Out of nearly 3,000 students at Central, 1,035 qualified for the award. This is 55 more students than last year.
“[I am] extremely proud of [the] students who have achieved a 4.0 GPA,” Principal Bill Wiesbrook said. “[To earn it], most students must put forth great effort, [which] includes significant homework, dedication and sacrifice.”
Senior Katie Kahl was selected to give a speech on the students’ shared achievement, and then the four grades separated into different rooms after, where they were individually recognized and presented their awards.
Jessica Yue, captain of the debate team, president of BPA and also a member of Mu Alpha Theta, NHS and Latin Honor Society, recognized the importance of GPA and the achievement of getting a 4.0 or higher.

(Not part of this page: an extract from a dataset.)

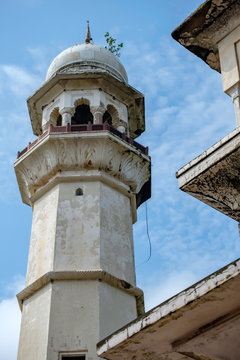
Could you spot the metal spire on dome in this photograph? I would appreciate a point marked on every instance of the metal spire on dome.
(88, 35)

“[Even though] grades and numbers aren’t everything, performing well in school is still incredibly important to your future academic career, and GPA is a good indicator of performance,” Yue said. “The 4.0 award is a great way to celebrate achievements and the work students put in consistently, with the breakfast being a nice way to do so.”
Senior Anisha Reddy agreed with Yue.
“The 4.0 awards are a great way to recognize the academic excellence our school is known for,” Reddy said. Reddy and Yue will be honored with a plaque at the Senior Awards Ceremony on May 8.
Senior Bethany Krupicka planned to organize a raffle as an incentive to attend the 4.0 award ceremony, but the idea was scrapped when staff worried that the raffle would divert attention away from the award itself.
“Unfortunately, not all members of the NCHS administration agreed that having a raffle was a positive contribution to the awards breakfast so there [was] no raffle [this year],” Krupicka said.
Wiesbrook feels proud of the students and the effort they put in to earn a 4.0 GPA.
“Hard work is a trait to be proud of and usually results in success,” Wiesbrook said. “These students and families should be very proud, and I enjoy celebrating this achievement with our students.”